Florida’s parimutuel industry has been reeling from the recent 2-1ruling by a 1st District Court of Appeal panel that reversed itself and decided that Gretna Racing in Gadsden County cannot offer slot machines without the legislature’s authorization. The ruling sided with Governor Rick Scott’s administration and state Attorney General Pam Bondi who sought the rehearing. In May, the same court ruled slots were allowable in Gadsden County because voters had approved a referendum authorizing them. As before, the judges asked the Florida Supreme Court to determine if parimutuels can have slot machines if approved by local voters, or if they must be approved by the legislature.
Whitney Ray, a spokesman for Bondi’s office, said the attorney general was pleased the court agreed with her position on slot machines.
James Dorris, president and chief executive officer of PCI Gaming, operators of the racetrack owned by the Poarch Creek Indians, said, “We are disappointed with this reversal, and we look forward to a review from the Florida Supreme Court where we feel this issue will be resolved in our favor.” Gretna Racing attorney David Romanik, a part owner of the facility, said he too was disappointed in the court’s decision to “overrule its own very well-reasoned original opinion, but grateful that the Supreme Court will have the opportunity to review this issue of great statewide importance.”
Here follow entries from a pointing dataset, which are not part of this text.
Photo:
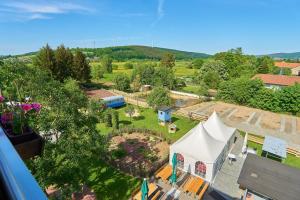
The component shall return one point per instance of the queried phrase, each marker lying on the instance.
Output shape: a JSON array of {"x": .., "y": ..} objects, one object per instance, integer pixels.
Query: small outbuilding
[
  {"x": 265, "y": 179},
  {"x": 164, "y": 114},
  {"x": 274, "y": 148},
  {"x": 114, "y": 101},
  {"x": 204, "y": 148}
]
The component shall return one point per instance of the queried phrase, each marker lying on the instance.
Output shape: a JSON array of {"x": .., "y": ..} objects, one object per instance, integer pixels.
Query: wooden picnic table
[
  {"x": 152, "y": 188},
  {"x": 197, "y": 185},
  {"x": 163, "y": 171}
]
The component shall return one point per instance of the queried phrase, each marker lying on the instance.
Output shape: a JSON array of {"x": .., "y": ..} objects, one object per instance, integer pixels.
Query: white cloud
[
  {"x": 32, "y": 10},
  {"x": 160, "y": 9},
  {"x": 160, "y": 13}
]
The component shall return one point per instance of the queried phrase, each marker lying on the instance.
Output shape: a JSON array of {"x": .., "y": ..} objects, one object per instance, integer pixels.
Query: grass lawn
[
  {"x": 191, "y": 89},
  {"x": 180, "y": 70},
  {"x": 109, "y": 183},
  {"x": 291, "y": 160},
  {"x": 148, "y": 119}
]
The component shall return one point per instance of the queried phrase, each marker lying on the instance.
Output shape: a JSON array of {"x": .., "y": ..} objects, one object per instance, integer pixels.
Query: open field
[
  {"x": 291, "y": 160},
  {"x": 109, "y": 183},
  {"x": 180, "y": 70},
  {"x": 252, "y": 120},
  {"x": 148, "y": 119}
]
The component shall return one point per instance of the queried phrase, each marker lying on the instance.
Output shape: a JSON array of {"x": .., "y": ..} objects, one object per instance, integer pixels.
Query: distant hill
[
  {"x": 292, "y": 56},
  {"x": 140, "y": 52}
]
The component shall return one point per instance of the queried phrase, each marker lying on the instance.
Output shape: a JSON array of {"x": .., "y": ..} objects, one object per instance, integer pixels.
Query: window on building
[
  {"x": 180, "y": 160},
  {"x": 200, "y": 169}
]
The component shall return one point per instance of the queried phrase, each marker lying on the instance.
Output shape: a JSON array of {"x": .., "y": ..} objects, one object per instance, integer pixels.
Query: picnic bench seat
[
  {"x": 188, "y": 184},
  {"x": 156, "y": 195},
  {"x": 164, "y": 170},
  {"x": 200, "y": 196},
  {"x": 197, "y": 185},
  {"x": 152, "y": 188}
]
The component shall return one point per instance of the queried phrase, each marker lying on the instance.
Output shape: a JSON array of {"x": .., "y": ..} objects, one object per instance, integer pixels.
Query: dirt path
[{"x": 253, "y": 120}]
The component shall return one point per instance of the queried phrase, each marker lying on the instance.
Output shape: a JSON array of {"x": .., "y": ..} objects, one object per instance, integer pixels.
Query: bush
[
  {"x": 239, "y": 90},
  {"x": 128, "y": 65},
  {"x": 122, "y": 82},
  {"x": 108, "y": 119},
  {"x": 115, "y": 66},
  {"x": 97, "y": 72},
  {"x": 159, "y": 97},
  {"x": 115, "y": 119}
]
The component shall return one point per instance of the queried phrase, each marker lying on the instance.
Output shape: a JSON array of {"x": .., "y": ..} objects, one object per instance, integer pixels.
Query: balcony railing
[{"x": 16, "y": 179}]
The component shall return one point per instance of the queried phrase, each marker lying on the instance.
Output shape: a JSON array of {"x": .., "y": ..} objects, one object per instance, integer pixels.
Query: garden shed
[
  {"x": 274, "y": 147},
  {"x": 164, "y": 114},
  {"x": 204, "y": 148}
]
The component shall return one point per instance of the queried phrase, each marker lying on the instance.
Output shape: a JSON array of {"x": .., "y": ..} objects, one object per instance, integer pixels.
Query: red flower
[
  {"x": 36, "y": 106},
  {"x": 26, "y": 107},
  {"x": 6, "y": 117}
]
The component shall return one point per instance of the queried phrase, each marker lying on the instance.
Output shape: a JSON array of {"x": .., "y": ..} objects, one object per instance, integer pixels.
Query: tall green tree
[
  {"x": 81, "y": 70},
  {"x": 159, "y": 97},
  {"x": 45, "y": 59},
  {"x": 197, "y": 63},
  {"x": 122, "y": 82},
  {"x": 264, "y": 64},
  {"x": 67, "y": 157},
  {"x": 168, "y": 60},
  {"x": 64, "y": 63},
  {"x": 106, "y": 63}
]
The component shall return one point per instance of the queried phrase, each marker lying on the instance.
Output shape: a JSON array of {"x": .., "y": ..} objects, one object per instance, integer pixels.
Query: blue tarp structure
[{"x": 275, "y": 146}]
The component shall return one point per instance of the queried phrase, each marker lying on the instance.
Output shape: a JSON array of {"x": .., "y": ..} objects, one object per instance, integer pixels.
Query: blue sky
[{"x": 209, "y": 26}]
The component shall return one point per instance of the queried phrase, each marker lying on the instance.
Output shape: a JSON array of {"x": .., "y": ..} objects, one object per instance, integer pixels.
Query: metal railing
[{"x": 17, "y": 179}]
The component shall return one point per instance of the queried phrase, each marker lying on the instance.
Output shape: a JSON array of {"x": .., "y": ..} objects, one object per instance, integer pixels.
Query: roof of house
[
  {"x": 278, "y": 79},
  {"x": 112, "y": 98},
  {"x": 275, "y": 146},
  {"x": 283, "y": 64},
  {"x": 164, "y": 108},
  {"x": 217, "y": 129},
  {"x": 99, "y": 94},
  {"x": 270, "y": 178}
]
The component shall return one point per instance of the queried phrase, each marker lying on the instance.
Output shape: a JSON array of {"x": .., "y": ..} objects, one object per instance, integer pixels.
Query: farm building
[
  {"x": 277, "y": 81},
  {"x": 204, "y": 148},
  {"x": 295, "y": 67},
  {"x": 164, "y": 114},
  {"x": 263, "y": 178},
  {"x": 110, "y": 99},
  {"x": 114, "y": 101}
]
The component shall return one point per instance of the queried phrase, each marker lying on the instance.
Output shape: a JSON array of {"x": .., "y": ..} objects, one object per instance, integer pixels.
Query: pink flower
[
  {"x": 26, "y": 107},
  {"x": 36, "y": 106},
  {"x": 1, "y": 99},
  {"x": 6, "y": 117}
]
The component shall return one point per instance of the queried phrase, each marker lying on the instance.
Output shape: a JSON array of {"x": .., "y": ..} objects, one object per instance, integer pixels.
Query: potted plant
[{"x": 16, "y": 120}]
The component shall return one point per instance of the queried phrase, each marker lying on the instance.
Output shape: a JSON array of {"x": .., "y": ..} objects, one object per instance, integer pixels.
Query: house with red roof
[
  {"x": 277, "y": 81},
  {"x": 295, "y": 67}
]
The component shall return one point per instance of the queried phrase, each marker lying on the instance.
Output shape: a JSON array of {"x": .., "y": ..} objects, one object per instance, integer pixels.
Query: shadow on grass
[
  {"x": 125, "y": 122},
  {"x": 109, "y": 183},
  {"x": 174, "y": 119},
  {"x": 139, "y": 118}
]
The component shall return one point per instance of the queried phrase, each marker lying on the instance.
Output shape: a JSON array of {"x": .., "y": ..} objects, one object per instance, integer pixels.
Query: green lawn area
[
  {"x": 109, "y": 183},
  {"x": 148, "y": 120},
  {"x": 291, "y": 160},
  {"x": 191, "y": 89},
  {"x": 180, "y": 70}
]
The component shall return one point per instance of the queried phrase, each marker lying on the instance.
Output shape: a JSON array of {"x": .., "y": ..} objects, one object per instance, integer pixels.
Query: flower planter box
[{"x": 28, "y": 144}]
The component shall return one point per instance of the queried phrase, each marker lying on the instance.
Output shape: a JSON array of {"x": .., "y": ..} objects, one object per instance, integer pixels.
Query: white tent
[
  {"x": 204, "y": 148},
  {"x": 217, "y": 129}
]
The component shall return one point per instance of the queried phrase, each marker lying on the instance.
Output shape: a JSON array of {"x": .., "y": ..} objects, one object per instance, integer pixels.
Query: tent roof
[
  {"x": 198, "y": 144},
  {"x": 217, "y": 129},
  {"x": 275, "y": 146}
]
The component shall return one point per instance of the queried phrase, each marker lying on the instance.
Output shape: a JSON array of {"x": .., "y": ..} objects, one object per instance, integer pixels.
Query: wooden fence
[{"x": 260, "y": 140}]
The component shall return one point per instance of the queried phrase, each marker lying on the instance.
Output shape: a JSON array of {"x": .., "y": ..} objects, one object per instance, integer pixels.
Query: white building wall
[{"x": 296, "y": 71}]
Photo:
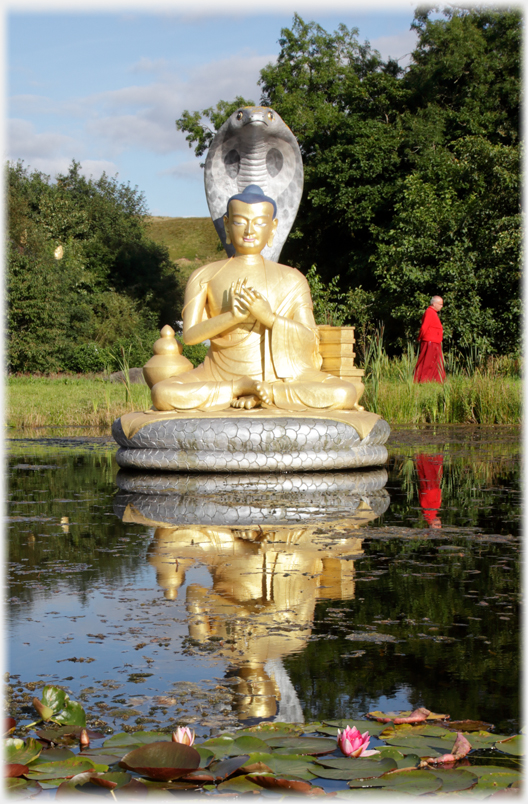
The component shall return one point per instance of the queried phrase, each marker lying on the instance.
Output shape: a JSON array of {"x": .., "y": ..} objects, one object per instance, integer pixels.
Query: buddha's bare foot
[
  {"x": 265, "y": 392},
  {"x": 247, "y": 402}
]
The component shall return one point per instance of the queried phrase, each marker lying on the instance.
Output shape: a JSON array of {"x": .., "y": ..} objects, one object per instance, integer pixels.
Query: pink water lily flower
[
  {"x": 183, "y": 735},
  {"x": 354, "y": 744}
]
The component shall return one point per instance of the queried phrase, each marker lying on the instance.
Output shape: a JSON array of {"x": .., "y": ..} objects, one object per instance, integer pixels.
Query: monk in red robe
[
  {"x": 430, "y": 470},
  {"x": 430, "y": 364}
]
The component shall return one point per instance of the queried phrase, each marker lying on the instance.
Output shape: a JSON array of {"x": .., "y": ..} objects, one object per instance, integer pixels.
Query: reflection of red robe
[
  {"x": 430, "y": 470},
  {"x": 430, "y": 364}
]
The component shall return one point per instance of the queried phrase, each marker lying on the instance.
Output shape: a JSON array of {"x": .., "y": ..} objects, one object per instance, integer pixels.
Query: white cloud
[
  {"x": 398, "y": 46},
  {"x": 145, "y": 65},
  {"x": 25, "y": 143},
  {"x": 185, "y": 170},
  {"x": 144, "y": 116}
]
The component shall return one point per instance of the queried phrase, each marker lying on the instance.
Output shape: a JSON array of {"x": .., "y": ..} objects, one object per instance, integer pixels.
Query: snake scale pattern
[{"x": 255, "y": 146}]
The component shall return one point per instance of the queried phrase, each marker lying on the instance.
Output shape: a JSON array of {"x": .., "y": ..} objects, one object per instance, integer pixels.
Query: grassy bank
[
  {"x": 186, "y": 238},
  {"x": 92, "y": 401},
  {"x": 460, "y": 400},
  {"x": 70, "y": 400}
]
Following the court’s May ruling allowing slots at Gretna Racing, Bondi called it a “monumental change” from existing law and asked the court to reconsider. The outcome was different this time because of the retirement of Judge Nikki Ann Clark, who had joined Judge Robert T. Benton ruling in favor of the slot machines at Gretna in May. She was replaced by Judge Ross L. Bilbrey, who was appointed by Scott. He and Judge Scott Makar, who wrote a strong dissent in May, ruled in the majority with Benton dissenting.
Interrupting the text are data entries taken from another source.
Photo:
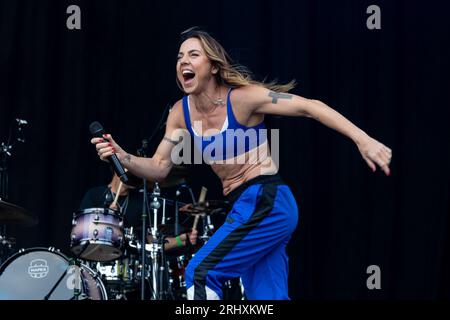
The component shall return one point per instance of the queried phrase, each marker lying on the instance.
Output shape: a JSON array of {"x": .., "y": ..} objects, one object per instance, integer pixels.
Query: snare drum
[
  {"x": 97, "y": 234},
  {"x": 33, "y": 274}
]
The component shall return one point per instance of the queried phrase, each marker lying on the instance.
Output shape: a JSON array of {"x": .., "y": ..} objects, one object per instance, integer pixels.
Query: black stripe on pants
[{"x": 263, "y": 207}]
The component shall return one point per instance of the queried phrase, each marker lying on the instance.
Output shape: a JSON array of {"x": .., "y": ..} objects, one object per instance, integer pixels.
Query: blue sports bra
[{"x": 233, "y": 140}]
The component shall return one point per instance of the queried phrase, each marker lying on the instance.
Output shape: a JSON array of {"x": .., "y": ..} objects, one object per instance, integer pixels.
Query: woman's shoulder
[{"x": 247, "y": 96}]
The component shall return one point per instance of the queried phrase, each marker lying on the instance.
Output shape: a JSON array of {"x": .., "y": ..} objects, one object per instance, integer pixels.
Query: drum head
[{"x": 32, "y": 273}]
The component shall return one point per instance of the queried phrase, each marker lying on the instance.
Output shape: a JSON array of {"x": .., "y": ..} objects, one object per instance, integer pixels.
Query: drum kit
[
  {"x": 108, "y": 260},
  {"x": 105, "y": 261}
]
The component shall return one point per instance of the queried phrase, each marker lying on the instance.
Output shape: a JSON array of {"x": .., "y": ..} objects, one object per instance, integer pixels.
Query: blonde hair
[{"x": 229, "y": 73}]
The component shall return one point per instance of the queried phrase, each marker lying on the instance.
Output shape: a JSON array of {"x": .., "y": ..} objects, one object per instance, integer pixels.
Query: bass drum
[{"x": 37, "y": 274}]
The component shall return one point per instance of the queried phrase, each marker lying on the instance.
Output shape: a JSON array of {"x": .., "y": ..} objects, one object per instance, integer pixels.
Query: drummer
[{"x": 129, "y": 203}]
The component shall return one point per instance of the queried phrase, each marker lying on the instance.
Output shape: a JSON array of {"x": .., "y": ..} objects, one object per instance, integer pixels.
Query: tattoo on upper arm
[
  {"x": 277, "y": 95},
  {"x": 174, "y": 142}
]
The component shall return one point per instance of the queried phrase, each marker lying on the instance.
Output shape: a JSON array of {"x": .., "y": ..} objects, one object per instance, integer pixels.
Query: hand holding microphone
[{"x": 108, "y": 150}]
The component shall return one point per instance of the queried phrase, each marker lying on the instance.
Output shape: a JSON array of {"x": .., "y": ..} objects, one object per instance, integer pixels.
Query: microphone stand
[{"x": 142, "y": 153}]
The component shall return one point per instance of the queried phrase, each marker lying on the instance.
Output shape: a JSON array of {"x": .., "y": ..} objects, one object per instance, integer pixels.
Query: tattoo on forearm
[
  {"x": 276, "y": 95},
  {"x": 171, "y": 141},
  {"x": 127, "y": 159}
]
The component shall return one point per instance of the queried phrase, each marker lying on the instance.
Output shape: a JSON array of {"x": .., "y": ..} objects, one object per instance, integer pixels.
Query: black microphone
[{"x": 98, "y": 131}]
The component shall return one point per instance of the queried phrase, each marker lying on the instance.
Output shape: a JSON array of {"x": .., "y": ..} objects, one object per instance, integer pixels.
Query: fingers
[
  {"x": 383, "y": 159},
  {"x": 105, "y": 146},
  {"x": 370, "y": 164}
]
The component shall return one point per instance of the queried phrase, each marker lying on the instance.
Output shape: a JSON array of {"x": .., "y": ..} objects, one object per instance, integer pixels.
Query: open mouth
[{"x": 188, "y": 76}]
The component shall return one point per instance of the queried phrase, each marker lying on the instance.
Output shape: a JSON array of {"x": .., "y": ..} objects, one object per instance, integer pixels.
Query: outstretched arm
[
  {"x": 262, "y": 100},
  {"x": 155, "y": 168}
]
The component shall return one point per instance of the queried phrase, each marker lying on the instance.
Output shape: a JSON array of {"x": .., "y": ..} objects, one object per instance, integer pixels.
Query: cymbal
[
  {"x": 12, "y": 214},
  {"x": 208, "y": 207}
]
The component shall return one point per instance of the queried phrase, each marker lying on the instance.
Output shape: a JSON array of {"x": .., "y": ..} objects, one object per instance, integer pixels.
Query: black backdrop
[{"x": 120, "y": 69}]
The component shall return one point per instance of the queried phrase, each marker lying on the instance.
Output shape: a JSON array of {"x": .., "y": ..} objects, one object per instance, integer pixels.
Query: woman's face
[{"x": 194, "y": 69}]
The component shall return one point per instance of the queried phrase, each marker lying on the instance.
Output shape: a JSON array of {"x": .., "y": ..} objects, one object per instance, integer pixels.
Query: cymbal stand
[
  {"x": 208, "y": 227},
  {"x": 5, "y": 152}
]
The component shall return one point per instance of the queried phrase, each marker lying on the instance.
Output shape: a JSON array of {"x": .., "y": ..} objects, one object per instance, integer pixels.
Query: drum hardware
[
  {"x": 103, "y": 228},
  {"x": 73, "y": 262}
]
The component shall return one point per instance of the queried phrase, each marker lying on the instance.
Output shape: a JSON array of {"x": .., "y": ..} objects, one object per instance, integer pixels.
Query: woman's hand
[
  {"x": 193, "y": 236},
  {"x": 106, "y": 147},
  {"x": 375, "y": 152}
]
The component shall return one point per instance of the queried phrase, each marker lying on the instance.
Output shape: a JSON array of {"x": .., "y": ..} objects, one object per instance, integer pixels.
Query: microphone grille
[{"x": 96, "y": 129}]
At issue is a 2009 law that expanded a 2004 voter-approved constitutional amendment authorizing slot machines at seven existing horse and dog tracks and jai-alai frontons in Broward and Miami-Dade counties. The 2009 revision legalized slots at parimutuels. Since then, voters in Lee, Brevard, Palm Beach, Hamilton and Washington counties approved referendums allowing slots at their parimutuel tracks. Currently slots are limited to tracks in Broward and Miami-Dade counties and casinos run by the Seminole tribe.
Last year, state regulators denied the Gretna racetrack a slots license, stating the Department of Business and Professional Regulation was “not authorized to issue a slot machine license to a parimutuel facility in a county which holds a countywide referendum to approve such machines, absent a statutory or constitutional provision enacted after July 1, 2010, authorizing such a referendum.” Gretna’s lawyers argued the statute does not include the word “enacted,” and other counties besides Broward and Miami-Dade do not need the legislature’s authorization for voter approval of slots.
Bondi argued that Broward and Miami-Dade are the only counties where slots are legal, based on the 2004 voter-approved constitutional amendment. In the court’s latest ruling, Makar wrote that Bondi’s interpretation of the law was “spot on.” He wrote, “The alternative view, which would restructure the statute and change its meaning to allow slot machines to be deployed on a statewide basis without any clear authority to do so, is inconsistent with principles of statutory and constitutional construction, legislative intent, and the history of laws prohibiting slot machines in the State of Florida.”
Makar also asked the state Supreme Court to determine whether the legislature has the authority to approve slot machines outside of Broward and Miami-Dade counties.
In his dissent, Benton wrote that gambling regulators’ interpretation of the law “would render superfluous the entire third clause” of the statute that deals with “any licensed parimutuel facility in any other county.” He pointed out the agency’s interpretation would mean a referendum authorizing slots only could be held if the legislature passed another law—however, “that was the status quo” before the 2009 law was enacted, Benton wrote, noting, “There was no need or purpose in enacting a statutory provision to state the obvious.”